Chapter 166 (1/2)

Gu Yizhen didn't know what he thought. Anyway, when he remembered that the person he was going to see was Xiao Yanting, he always subconsciously felt a little guilty. He hasn't been looking at the office next door since he answered the phone. Even when they could get off work, ye Xiaoan left first and Gu Yizhen left the company.

When Gu Yizhen came to the Japanese food store, Xiao Yanting had already ordered something and was waiting for him. It is said that this shop has a special kind of sake, which is specially made by the owner of this shop. When you first drink it, it won't be special, but if you drink a little more, it will make you doubt your life.

Xiao Yanting found the shop after looking for it for a long time. At this time, the two pots of sake on the small table are the kind of special wine they say. Moreover, this kind of wine only has such effect because of its unique brewing technology, and does not participate in anything else. So even if he wanted to track down something in the future, he could say that he didn't know that this kind of wine had such a strong aftereffect at that time, so he could just push it off to the store owner.

When Gu Yizhen opened the wooden door and came in, Xiao Yanting's eyes fell on him tightly. I don't know why. I always feel that where he is, I don't want to see anything anymore. My eyes are full of him, and so is my heart. Now I think I haven't seen him for a long time. No wonder I feel sour when I just saw him. This feeling should be missing.

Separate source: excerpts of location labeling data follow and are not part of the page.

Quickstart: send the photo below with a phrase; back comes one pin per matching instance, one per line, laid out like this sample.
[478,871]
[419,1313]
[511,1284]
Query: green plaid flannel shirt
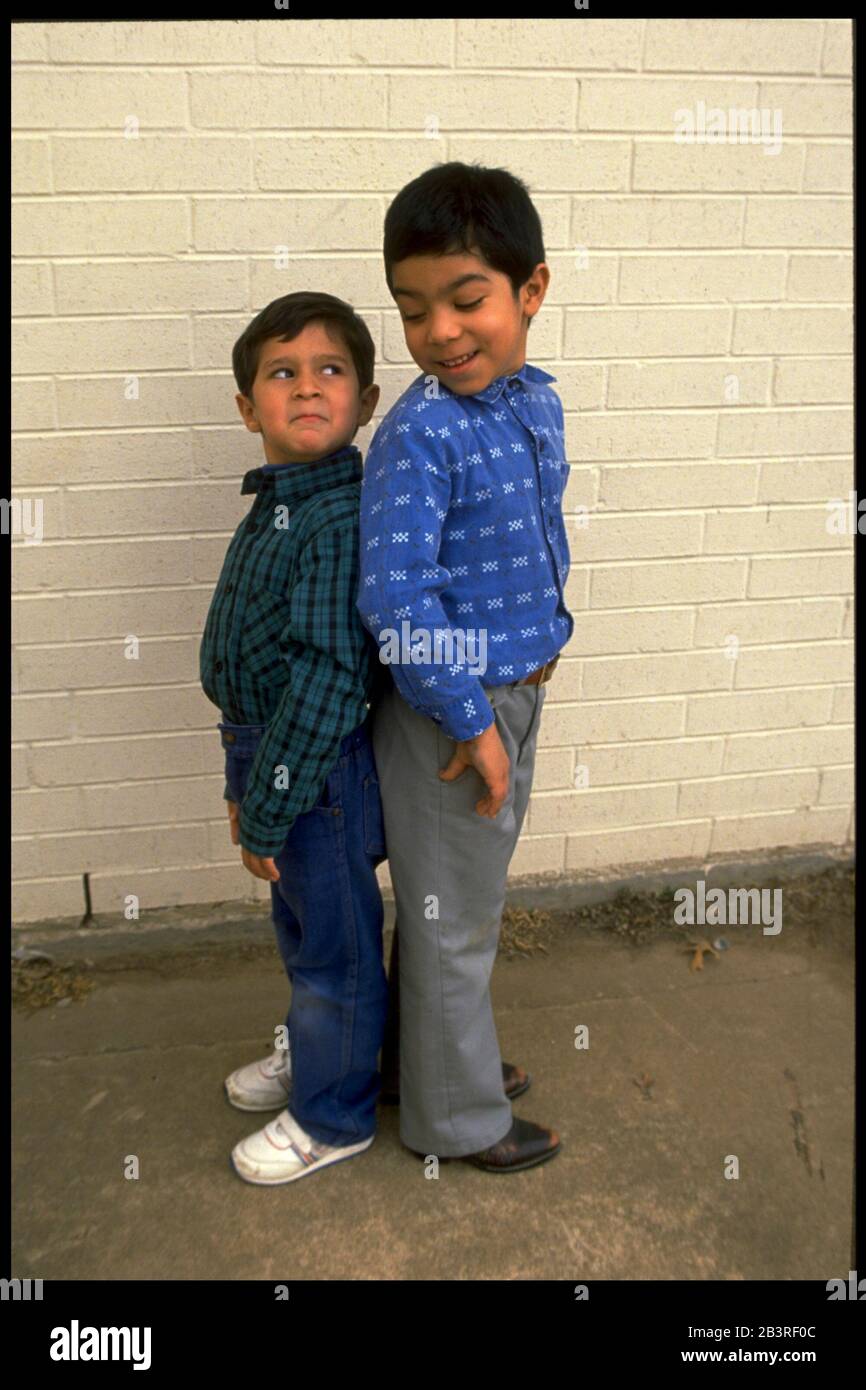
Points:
[284,644]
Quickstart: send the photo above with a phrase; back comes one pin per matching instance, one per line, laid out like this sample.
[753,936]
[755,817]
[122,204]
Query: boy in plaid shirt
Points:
[287,660]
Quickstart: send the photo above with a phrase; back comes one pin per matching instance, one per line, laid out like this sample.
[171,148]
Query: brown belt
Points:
[542,674]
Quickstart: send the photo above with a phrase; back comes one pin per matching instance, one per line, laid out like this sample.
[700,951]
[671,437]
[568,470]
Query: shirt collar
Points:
[292,483]
[526,373]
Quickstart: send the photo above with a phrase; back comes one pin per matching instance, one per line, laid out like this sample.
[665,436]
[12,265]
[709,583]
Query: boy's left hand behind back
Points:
[257,865]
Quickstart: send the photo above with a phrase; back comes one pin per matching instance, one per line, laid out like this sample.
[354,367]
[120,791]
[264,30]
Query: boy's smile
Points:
[305,399]
[460,319]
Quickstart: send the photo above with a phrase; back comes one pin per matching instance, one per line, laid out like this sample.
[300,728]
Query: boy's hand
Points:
[259,866]
[487,755]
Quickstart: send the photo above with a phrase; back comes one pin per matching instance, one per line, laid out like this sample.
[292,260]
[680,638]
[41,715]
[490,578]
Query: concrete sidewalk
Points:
[752,1057]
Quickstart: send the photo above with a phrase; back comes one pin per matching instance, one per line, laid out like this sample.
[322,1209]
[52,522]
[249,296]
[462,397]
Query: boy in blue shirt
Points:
[287,660]
[462,551]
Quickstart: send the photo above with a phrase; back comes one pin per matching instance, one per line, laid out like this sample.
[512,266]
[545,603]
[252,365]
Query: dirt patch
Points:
[818,905]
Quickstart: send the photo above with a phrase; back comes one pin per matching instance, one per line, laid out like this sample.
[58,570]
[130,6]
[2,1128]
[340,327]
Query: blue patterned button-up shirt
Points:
[462,531]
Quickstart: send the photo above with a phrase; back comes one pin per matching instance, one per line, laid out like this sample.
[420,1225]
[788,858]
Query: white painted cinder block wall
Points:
[677,268]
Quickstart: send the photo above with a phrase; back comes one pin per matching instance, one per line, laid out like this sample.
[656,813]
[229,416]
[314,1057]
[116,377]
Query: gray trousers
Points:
[448,868]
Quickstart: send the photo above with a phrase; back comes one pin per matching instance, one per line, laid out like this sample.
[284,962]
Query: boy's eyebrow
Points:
[455,284]
[320,356]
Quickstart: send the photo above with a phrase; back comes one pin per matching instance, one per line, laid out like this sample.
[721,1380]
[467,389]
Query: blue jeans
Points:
[327,911]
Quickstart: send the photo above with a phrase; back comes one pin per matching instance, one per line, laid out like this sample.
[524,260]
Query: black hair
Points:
[287,317]
[453,207]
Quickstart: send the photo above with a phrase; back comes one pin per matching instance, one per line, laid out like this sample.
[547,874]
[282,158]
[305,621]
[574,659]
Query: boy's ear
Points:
[248,413]
[535,289]
[369,401]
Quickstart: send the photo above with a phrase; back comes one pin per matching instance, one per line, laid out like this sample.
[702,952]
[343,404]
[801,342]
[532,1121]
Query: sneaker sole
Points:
[305,1172]
[256,1109]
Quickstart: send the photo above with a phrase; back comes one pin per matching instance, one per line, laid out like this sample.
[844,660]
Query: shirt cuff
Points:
[464,716]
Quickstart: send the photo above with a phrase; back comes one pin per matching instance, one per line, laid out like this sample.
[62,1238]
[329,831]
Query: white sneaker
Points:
[262,1086]
[284,1151]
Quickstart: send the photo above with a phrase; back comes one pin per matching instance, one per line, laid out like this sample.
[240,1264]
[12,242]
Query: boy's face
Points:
[306,401]
[458,305]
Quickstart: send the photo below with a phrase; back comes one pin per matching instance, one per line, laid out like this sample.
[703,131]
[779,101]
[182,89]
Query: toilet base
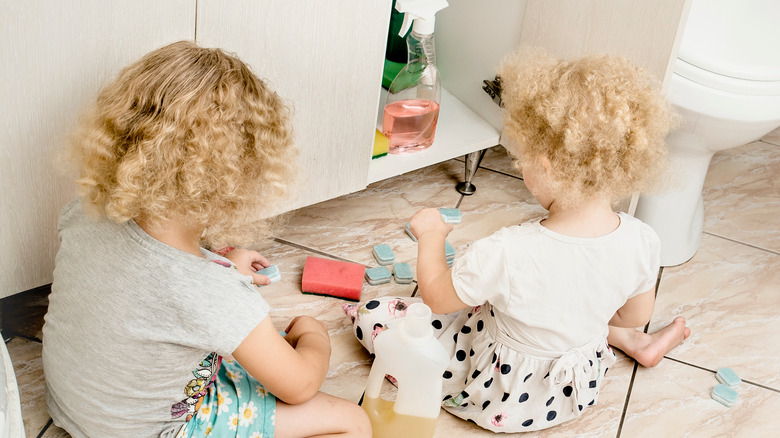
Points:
[676,212]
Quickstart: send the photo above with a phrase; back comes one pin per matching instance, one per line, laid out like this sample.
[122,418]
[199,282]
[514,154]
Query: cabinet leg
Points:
[472,163]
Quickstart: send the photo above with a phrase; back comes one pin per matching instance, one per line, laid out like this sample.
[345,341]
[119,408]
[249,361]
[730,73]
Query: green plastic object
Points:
[396,52]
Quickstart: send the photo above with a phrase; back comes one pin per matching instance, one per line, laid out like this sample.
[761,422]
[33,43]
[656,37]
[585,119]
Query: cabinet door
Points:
[54,56]
[473,37]
[325,58]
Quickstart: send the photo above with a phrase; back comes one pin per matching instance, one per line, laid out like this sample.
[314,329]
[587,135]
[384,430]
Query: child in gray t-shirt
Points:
[185,146]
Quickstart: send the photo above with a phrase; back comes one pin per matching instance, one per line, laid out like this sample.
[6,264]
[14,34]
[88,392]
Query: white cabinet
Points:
[54,55]
[324,58]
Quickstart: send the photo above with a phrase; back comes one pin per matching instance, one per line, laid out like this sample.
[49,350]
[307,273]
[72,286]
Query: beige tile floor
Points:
[729,292]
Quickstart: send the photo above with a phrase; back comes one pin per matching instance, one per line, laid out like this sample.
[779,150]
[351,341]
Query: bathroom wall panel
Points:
[54,56]
[326,60]
[645,31]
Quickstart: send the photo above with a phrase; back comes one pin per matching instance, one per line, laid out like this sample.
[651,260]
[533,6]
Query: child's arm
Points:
[292,367]
[636,312]
[248,262]
[434,278]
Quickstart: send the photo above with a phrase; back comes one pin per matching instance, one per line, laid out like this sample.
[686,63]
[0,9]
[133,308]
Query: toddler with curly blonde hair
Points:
[528,313]
[148,333]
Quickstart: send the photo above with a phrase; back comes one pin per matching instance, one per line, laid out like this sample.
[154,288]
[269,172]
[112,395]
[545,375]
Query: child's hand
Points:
[302,325]
[248,262]
[429,220]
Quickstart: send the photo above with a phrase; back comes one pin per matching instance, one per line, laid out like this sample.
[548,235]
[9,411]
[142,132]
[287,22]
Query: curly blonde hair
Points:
[186,133]
[600,120]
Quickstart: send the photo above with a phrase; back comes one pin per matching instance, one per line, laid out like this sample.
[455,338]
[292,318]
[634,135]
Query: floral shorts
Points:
[236,405]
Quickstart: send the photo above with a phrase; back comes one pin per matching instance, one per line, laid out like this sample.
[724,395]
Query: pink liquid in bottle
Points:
[410,124]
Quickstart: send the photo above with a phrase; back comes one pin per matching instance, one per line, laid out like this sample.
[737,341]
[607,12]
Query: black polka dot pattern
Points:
[508,395]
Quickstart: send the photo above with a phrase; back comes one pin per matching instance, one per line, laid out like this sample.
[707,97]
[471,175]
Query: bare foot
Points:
[649,348]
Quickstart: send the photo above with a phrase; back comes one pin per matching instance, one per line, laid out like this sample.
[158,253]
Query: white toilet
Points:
[726,85]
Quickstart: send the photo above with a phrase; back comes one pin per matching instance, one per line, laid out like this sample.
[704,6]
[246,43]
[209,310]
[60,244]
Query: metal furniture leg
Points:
[472,163]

Xiao Yanting felt his eyes fall on her, so she quickly took them back.

”I thought it would take you a while to get off work. You got off work so early today.”

After making this sentence, Xiao Yanting regretted it. What kind of opening remarks is this? Maybe it's because I'm too nervous today, so I'm in such an embarrassing situation. She silently warned herself that she must not let him see anything unusual. If he saw through it now, there would be no way to do the next thing.

”What's wrong with coming out early today? You said you were in a bad mood recently. Is it because I said too much last time? If it's because of me, I apologize for what I said last time.”

Gu Yizhen has been thinking this afternoon whether what he said last time was too heavy, so he has been in a bad mood recently. In fact, later, he thought that what he said at that time was really bad, but every word was the real idea in her heart. If she didn't say so, she couldn't wake up at all.

Xiao Yanting picked up the small wine pot next to him and poured him a glass of wine. When she heard him say so, she quickly put down the glass and waved her hand.

”It's all right. I was really wrong last time. I haven't been to Koo's group, so I don't understand the rules there. Even if it's my own group, I rarely go, so I really don't think about it. I don't blame that Xi ǎ A book.

I know your last move was to help manage or not to help relatives, in order to protect the company's regulations. There are no rules and regulations. I can understand such a move, so I'm not unhappy about it.

But you know what I think about you. I never wanted to hide anything from you. I just like you. Even if I don't say it, I know you know. Last time, I was too impulsive. I had planned to let you know my good slowly, and then give myself a chance to love. But I didn't expect, Even if I carefully maintained your impression of me, I finally bored you because of my own mistakes. ”

Xiao Yanting frowned when she said this. When she thought of what she had encountered in the past two days, the sadness in her eyes was not adulterated at all. Eyes full of loss, anyone who sees it will be moved by it.

”Recently, I've been thinking about my relationship with you at home. In fact, there's nothing to blame you. It's normal for men to love women, and the more normal thing is to like.

Like is unreasonable. No one knows when he will like someone. Maybe it's just because of his eyes, his action, or he doesn't say anything. Even standing there, it stirs your heart at that moment, that's joy.

Since the first time I saw you, I loved you. Until later, I had the opportunity to get to know you and have more contact with you. You don't know how happy I was in this process. I even thought that if this was a beautiful dream, let me dream all the time and never wake up again. I would like to see the sun from now on, I've been sleeping in this beautiful dream.

I know you don't like me. Now I must be reluctant to listen to these words. But it doesn't matter, because I've figured it out. I won't pester you anymore. I've also figured it out at home. You've been conniving at me some time ago, just because you hurt me five years ago and wanted to make up for me.